Hello team! I have a question on which logic is be...
# gooddata-platform
h
Hello team! I have a question on which logic is behind some data fields are not available in Analyzer. I have an Expense which can have multiple Approvers. (1:N) First, when I add an Approver to the grid, the metrics of the Expense are not available - until I add the PK to the Expense table. The other way around, when adding the Expense metric first, Approver is available. But Analyzer now displays: SORRY, WE CAN'T DISPLAY THIS INSIGHT. I didn't quite get it from the documentation...
i
Hello Hans, As stated under the detail of your dataset edge(relationship), this connection allows you to slice and filter facts from Approver datasets by attributes of Expanse datasets. Not the opposite way.
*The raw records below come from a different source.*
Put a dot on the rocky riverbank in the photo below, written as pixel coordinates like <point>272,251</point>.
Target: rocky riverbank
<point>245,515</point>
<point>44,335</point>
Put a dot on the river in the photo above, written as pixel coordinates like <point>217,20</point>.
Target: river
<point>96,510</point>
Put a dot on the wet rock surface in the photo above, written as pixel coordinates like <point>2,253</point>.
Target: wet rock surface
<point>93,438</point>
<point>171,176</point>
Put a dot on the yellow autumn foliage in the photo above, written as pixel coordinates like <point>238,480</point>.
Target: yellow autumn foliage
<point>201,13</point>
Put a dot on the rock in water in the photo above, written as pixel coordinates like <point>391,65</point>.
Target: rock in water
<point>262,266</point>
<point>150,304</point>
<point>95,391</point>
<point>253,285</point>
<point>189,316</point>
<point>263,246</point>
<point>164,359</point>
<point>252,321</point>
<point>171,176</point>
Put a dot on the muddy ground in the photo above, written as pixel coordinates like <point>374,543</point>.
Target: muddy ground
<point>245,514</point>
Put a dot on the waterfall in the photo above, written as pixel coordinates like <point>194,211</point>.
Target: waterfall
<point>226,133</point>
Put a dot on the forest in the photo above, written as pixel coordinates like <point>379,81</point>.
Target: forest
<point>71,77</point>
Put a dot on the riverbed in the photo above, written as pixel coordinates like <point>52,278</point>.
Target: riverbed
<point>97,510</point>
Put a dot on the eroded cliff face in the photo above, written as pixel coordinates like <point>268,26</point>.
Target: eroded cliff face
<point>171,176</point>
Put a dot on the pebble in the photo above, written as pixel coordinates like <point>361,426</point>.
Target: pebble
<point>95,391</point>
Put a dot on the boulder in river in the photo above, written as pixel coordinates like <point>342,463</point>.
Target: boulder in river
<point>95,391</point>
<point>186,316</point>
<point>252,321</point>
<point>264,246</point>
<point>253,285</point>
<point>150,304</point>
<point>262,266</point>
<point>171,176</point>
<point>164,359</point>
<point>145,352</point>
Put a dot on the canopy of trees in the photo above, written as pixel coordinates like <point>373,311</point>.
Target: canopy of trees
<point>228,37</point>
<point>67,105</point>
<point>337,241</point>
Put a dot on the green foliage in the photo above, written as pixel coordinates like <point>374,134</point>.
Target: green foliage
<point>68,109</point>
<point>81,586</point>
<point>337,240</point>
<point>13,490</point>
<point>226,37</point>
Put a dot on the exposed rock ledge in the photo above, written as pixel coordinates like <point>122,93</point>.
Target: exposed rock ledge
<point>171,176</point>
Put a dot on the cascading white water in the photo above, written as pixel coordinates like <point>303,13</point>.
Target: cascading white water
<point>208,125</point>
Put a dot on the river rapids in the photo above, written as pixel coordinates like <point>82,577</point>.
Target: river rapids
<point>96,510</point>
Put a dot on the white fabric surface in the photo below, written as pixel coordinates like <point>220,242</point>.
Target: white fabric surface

Could you share some metric example with me, please? And how exactly are you adding the PK to the table, please? As a slicer?
j
This mechanism is there to protect you from slicing metric like “Total Expense” by Approver and double count expenses with multiple approvers. It helps users to navigate which attributes/metrics are usable in given context and eliminate options which have weak relation and its use could lead to misinterpretation of results or double counting issues. You may however overcome this by declaring edge in data model as many to many edge (double sided arrow). Simple rule is that attribute will be usable for breakdowns of metric if there is oriented path from them to the facts. Double-sided arrow will help. You can create double sided arrow by dragging relation from Approver to Expense in LDM modeler. See more in an article about many-to-many relations in the GD Platform documentation: https://help.gooddata.com/doc/enterprise/en/data-integration/data-modeling-in-gooddata/many-to-many-in-logical-data-models/
Is the Approver in your application some kind of multi-value field or is there only one Approver? In case there is only one approver it would be better to create relationship with the opposite direction of arrow (Expense would contain foreign key referring to primary key in Approver dataset).
2
h
Hi Jakub, thanks for your reply. There can be multiple approvers per Expense. From your explanation, I understand that in case of a (1-M) relation, it removes the facts on the 1-side so that in case of a sum for instance it wouldn't multiply the occurrence in the M-side with that fact on the 1-side. I believe I will keep the current relation, as it prevents my users to make mistakes.
m
Hi Hans, yes, exactly - a standard 1-M relation (arrow) in the GoodData Logical Data Model represents a simple hierarchy where
A --> B
means: • for each
A
there can be zero or more Bs and each
B
has exactly one
A
• any fact/numerical value in
A
can not be effectively broken by any attribute in
B
because there can be many B-rows for the same A-row and there is no information how to distribute the single value among them • the other way around, it is allowed, since multiple values from
B
can be easily aggregated into a single value from
A
If you can have multiple approvers per expense and want to for example filter expenses by approver, it is an ideal candidate for the M-N relationship (make the arrow bi-directional). This will also allow slicing of facts in expenses by approvers and only in this case would show the same value from expense next to all its approvers.
h
Hi Michal, that's clear. Currently there are no requests to filter expenses by approver. To prevent mistake in an overview on company scale, I'll keep it 1-M for now, as this is keeps it simple: I will have to explain less, support less.